Hazret-i Ebû Bekr, Resûlullahdan iki sene ve birkaç ay sonra dünyâya geldi. Babası, Ebû Kuhâfe Osmândır. Yedinci babası olan Mürre, Resûlullahın da yedinci babasıdır. İsmi önceden Abdülkâ’be idi. Resûl aleyhisselâm Abdüllah olarak değişdirdi. Ebû Bekr, Bekrin babası demekdir. Bekr isminde oğlu yokdur. Fekat, Arabistândaki âdete göre, oğlu olmak için, bir erkek babası diye soyadı konulurdu. Bunun için, kendisine Ebû Bekr demiş idi. Cehennemden âzâd olduğu, çeşidli hadîs-i şerîflerde bildirildiği için,(Atîk), ya’nî (âzâd olmuş adam) da denir. Resûlullahın mi’râcını işitir işitmez, inanarak kâfirleri şaşkına çevirdiği için, Allahü teâlâ (Sıddîk) ismini vererek şereflendirdi. Beyâz yüzlü, za’îf, nûrlu bir zât idi. Îmâna gelmeden evvel Kureyş kâfirlerinin ileri gelenlerinden, büyüklerinden, sayılı olanlarından ve sözü tutulanlarından idi. Îmâna gelmeden önce de, çok afîf, ağırbaşlı, doğrulukla meşhûr idi. Hiç şerâb içmemiş, şi’r söylememişdi. Mekkenin sayılı tüccârlarından olup, pek zengin idi. Çok hayr yapar, iyiliği severdi. Îmâna gelmeden evvel, Resûlullah ile gençlik arkadaşı idi. Çok sevişirlerdi. Ticâret için gitdiği yerlerde, âhır zemân Peygamberinin geleceğini, kendisinin ona sahâbî olacağını, kâhinlerinden ve din âlimlerinden çok işitmişdi. Resûlullah çağırınca, seve seve hemen îmâna geldi. Annesi Ümmülhayr da, ilk îmâna gelenlerdendir. Fekat babası Osmân, ancak Mekkenin fethinde, çok yaşlı iken îmâna geldi. Eshâb-ı kirâm arasında, babası, anası ve çocuklarının ve torunlarının hepsi îmâna gelen, Ebû Bekrden başka kimse yokdu.
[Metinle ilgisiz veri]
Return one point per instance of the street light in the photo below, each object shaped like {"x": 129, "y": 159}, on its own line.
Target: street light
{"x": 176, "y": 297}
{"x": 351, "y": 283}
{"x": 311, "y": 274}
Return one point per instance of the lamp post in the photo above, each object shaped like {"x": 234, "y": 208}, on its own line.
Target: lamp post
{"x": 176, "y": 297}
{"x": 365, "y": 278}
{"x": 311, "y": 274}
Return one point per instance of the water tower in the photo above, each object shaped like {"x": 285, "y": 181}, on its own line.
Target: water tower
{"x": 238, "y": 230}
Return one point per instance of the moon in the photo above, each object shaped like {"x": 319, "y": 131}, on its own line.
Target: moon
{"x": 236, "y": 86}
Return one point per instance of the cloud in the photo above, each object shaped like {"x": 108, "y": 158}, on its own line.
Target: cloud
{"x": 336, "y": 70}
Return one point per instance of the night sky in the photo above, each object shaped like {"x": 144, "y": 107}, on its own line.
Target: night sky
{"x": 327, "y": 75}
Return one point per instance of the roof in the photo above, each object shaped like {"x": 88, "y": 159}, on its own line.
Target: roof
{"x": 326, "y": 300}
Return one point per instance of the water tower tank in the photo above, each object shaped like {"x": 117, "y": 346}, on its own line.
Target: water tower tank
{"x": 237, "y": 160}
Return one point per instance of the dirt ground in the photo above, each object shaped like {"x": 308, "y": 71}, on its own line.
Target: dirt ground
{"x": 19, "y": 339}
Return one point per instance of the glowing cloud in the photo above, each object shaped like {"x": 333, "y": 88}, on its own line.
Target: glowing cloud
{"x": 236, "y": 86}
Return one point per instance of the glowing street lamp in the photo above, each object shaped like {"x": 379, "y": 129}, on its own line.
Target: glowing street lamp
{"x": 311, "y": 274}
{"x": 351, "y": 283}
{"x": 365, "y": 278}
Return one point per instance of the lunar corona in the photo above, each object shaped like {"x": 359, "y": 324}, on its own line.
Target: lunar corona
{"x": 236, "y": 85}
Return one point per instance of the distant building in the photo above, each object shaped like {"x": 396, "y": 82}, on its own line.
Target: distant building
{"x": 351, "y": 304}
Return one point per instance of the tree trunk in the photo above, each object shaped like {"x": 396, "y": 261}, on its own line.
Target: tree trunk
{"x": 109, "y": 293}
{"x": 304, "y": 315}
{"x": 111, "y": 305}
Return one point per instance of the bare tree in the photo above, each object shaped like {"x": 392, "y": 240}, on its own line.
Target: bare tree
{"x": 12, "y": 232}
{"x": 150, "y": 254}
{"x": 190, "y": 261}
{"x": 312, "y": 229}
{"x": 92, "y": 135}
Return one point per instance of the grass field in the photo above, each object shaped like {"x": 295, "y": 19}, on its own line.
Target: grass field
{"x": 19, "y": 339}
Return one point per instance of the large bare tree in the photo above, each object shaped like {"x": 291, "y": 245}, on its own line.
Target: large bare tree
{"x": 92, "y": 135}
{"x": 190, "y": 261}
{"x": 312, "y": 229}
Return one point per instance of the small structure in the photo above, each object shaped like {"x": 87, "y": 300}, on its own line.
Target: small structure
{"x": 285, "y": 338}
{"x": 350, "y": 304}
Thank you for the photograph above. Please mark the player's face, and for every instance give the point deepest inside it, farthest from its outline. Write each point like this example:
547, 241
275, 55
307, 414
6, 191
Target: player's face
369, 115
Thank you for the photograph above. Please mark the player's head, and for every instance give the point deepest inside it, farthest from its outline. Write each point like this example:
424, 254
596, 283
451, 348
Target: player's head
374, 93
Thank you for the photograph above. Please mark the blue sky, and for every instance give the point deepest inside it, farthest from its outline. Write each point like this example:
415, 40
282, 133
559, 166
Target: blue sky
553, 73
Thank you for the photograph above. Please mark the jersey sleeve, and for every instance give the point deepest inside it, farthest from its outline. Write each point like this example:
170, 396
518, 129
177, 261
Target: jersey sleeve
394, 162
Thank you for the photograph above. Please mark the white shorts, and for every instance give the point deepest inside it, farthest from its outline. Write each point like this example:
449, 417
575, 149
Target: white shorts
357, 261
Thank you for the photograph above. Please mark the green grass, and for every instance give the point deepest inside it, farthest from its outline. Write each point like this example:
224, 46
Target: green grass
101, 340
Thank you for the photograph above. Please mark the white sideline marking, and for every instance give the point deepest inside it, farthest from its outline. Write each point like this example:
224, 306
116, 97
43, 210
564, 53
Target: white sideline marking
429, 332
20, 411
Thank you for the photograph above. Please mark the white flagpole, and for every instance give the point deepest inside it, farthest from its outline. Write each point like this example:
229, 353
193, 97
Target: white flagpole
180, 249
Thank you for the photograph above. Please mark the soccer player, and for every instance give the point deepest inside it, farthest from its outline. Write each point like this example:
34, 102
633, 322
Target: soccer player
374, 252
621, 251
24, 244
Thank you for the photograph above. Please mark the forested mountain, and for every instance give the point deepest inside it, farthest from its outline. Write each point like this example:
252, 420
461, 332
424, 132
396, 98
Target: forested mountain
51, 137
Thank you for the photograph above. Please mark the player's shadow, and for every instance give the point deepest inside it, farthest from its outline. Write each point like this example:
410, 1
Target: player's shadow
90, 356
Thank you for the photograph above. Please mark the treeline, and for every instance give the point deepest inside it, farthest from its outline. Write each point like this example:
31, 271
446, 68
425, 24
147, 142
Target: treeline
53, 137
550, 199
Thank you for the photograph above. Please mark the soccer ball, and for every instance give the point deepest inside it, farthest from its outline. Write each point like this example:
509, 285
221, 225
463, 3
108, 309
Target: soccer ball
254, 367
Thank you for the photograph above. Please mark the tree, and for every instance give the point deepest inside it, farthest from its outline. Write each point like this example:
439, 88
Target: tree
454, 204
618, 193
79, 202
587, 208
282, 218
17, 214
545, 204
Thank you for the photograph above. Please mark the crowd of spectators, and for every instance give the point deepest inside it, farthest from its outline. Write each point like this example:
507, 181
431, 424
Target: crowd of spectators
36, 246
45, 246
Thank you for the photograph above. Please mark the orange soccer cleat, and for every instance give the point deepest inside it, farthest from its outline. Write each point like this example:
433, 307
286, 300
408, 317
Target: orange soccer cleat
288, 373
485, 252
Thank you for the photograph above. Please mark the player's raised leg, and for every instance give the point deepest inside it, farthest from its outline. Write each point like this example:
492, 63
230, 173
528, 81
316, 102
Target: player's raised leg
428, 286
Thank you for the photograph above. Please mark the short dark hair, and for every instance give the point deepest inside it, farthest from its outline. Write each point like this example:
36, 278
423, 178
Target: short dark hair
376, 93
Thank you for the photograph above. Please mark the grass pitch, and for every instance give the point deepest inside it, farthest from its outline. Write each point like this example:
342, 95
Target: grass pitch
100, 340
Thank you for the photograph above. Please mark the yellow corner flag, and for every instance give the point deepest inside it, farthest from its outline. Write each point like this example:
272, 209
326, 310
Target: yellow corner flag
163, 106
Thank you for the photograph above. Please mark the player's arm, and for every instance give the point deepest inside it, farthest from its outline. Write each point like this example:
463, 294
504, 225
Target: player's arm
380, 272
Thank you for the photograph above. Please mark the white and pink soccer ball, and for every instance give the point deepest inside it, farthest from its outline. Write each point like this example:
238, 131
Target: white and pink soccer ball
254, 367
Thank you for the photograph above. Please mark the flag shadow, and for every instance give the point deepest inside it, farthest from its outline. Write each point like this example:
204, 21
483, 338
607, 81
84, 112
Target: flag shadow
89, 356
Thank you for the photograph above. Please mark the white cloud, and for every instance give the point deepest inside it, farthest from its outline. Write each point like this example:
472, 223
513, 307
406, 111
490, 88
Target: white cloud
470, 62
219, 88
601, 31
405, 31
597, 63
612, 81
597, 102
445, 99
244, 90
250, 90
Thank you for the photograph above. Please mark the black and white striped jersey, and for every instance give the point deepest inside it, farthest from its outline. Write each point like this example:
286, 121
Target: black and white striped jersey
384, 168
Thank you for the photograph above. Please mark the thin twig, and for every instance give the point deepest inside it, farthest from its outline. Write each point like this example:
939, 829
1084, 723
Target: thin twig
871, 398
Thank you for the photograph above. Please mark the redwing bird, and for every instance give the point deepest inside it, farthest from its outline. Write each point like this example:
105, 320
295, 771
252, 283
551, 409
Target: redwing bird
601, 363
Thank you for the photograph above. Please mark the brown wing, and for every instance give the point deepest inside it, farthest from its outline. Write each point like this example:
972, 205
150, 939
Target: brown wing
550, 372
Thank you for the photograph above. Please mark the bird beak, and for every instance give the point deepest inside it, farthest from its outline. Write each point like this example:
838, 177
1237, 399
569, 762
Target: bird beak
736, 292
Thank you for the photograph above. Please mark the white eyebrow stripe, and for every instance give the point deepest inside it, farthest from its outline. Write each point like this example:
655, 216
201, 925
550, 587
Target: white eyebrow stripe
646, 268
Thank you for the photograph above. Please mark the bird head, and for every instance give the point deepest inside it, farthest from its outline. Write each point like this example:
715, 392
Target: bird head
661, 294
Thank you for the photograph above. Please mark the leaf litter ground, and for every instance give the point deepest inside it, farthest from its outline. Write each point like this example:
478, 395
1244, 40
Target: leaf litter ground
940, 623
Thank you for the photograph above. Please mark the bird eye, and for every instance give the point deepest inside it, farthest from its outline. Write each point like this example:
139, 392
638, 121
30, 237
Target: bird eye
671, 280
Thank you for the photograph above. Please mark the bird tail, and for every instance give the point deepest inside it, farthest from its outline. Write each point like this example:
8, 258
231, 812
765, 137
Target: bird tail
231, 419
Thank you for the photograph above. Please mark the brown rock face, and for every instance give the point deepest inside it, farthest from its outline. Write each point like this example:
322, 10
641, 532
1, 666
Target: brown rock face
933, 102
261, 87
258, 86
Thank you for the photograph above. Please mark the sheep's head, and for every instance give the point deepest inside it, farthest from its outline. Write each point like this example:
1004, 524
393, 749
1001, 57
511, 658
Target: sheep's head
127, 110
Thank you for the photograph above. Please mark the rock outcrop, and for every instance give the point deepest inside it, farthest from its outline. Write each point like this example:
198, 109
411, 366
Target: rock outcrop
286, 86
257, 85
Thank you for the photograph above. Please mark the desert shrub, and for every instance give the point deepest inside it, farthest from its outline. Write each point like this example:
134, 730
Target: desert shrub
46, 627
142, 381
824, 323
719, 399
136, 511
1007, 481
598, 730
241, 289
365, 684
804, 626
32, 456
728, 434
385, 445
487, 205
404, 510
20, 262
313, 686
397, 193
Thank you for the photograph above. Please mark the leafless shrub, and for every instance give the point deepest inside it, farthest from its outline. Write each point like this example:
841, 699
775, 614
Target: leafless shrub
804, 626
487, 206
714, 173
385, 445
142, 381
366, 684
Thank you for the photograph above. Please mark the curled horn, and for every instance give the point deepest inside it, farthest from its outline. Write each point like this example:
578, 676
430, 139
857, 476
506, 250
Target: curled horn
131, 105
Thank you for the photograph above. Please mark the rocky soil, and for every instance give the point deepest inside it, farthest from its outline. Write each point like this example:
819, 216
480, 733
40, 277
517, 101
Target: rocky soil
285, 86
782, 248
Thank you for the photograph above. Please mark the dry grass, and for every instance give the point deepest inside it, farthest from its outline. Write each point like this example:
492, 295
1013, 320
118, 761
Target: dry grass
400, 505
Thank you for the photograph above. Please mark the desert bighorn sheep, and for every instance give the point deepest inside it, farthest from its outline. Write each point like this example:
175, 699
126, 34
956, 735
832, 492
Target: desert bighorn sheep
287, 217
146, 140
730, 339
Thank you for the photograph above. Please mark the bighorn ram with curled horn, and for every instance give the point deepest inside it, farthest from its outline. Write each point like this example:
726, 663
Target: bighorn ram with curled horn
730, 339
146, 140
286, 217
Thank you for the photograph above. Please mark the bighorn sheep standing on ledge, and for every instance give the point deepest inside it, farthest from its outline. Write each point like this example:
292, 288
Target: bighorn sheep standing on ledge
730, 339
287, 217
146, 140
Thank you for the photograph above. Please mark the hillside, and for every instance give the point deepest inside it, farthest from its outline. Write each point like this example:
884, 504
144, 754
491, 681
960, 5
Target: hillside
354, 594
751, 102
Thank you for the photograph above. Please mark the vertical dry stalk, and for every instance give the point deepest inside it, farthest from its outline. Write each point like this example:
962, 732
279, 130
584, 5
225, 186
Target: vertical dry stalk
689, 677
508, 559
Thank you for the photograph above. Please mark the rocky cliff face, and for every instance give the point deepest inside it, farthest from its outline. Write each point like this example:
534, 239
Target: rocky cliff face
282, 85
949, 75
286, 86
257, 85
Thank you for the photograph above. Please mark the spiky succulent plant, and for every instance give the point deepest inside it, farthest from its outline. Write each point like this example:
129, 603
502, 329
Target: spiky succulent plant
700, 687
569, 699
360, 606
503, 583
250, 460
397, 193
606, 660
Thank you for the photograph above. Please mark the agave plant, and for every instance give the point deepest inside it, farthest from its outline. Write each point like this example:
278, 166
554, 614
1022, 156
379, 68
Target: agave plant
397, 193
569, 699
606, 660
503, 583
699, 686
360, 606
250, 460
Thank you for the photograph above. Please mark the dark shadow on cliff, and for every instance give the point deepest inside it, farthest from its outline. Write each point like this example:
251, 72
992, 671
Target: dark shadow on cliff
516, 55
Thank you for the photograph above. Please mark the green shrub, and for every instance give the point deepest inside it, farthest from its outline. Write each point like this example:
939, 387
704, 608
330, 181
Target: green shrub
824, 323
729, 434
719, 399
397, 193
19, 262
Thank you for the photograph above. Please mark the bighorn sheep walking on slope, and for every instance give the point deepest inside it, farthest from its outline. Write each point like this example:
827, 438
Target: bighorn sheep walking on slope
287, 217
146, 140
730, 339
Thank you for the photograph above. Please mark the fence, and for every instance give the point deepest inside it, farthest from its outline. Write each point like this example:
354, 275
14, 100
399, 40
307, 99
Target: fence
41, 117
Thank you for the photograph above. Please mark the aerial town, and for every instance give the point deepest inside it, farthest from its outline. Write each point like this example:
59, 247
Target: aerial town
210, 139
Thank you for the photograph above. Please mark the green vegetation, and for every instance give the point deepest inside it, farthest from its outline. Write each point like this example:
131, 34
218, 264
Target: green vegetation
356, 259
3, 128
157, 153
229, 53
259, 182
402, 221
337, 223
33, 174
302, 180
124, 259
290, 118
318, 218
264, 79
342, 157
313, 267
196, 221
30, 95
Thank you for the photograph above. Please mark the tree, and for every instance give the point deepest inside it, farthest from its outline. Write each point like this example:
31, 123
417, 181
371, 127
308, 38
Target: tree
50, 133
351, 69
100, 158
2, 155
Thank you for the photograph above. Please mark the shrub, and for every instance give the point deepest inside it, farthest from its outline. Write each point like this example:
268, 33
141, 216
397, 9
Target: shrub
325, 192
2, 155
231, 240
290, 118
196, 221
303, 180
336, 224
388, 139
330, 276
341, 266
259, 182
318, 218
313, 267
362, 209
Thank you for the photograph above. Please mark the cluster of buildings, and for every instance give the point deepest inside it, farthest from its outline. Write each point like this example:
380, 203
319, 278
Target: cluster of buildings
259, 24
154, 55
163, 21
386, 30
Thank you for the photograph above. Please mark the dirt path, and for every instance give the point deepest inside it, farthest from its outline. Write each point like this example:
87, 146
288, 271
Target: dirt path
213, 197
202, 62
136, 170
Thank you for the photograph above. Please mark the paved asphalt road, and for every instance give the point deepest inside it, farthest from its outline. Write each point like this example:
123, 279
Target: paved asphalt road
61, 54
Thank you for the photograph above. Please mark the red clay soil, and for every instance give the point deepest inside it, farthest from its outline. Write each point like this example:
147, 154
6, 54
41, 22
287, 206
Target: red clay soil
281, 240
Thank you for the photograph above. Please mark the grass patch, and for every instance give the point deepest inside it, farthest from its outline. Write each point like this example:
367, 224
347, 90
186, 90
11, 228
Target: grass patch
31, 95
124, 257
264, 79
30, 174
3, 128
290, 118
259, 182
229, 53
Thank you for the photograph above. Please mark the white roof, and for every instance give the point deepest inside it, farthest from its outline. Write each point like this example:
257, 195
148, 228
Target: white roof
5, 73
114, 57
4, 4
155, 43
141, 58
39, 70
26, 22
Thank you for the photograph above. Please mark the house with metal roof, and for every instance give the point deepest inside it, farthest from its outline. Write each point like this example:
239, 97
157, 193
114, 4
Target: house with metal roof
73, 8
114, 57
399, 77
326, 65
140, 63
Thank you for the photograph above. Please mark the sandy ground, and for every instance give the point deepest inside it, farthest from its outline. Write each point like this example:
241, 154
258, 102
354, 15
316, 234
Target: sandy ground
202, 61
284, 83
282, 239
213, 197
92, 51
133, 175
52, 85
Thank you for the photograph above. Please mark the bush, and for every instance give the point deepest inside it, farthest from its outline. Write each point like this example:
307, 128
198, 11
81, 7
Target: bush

Mekkede iken ve hicret ederken ve Medînede her gazâda ve harb olmıyan zemânlarda Resûlullahın yanından ayrılmadı. Bir iki def’a izn ile ayrılmışdır. Resûlullahın sâdık dostu ve sır arkadaşı ve her işinde müsteşârı idi. (Allahü teâlâ, beni dört vezîr ile kuvvetlendirdi. İkisi melekdir. İsmleri Cebrâîl ve Mikâildir. İkisi de insandır. İsmleri Ebû Bekr ve Ömerdir) hadîs-i şerîfi, şerefinin yüksek olduğunu göstermekdedir. Eshâb-ı kirâm, Resûlullahın yanında, halka olarak otururlardı. Resûl aleyhisselâm, sağ yanına Ebû Bekri, sol yanına Ömeri oturturdu. Ebû Bekrin üstüne ve yok iken onun yerine, kimseyi oturtmazdı. Yeri boş kalırdı. Güzel huyları, cesâreti, cömerdliği, ilmi, zekâsı ve hele takvâsı Sahâbenin hepsinden fazla idi.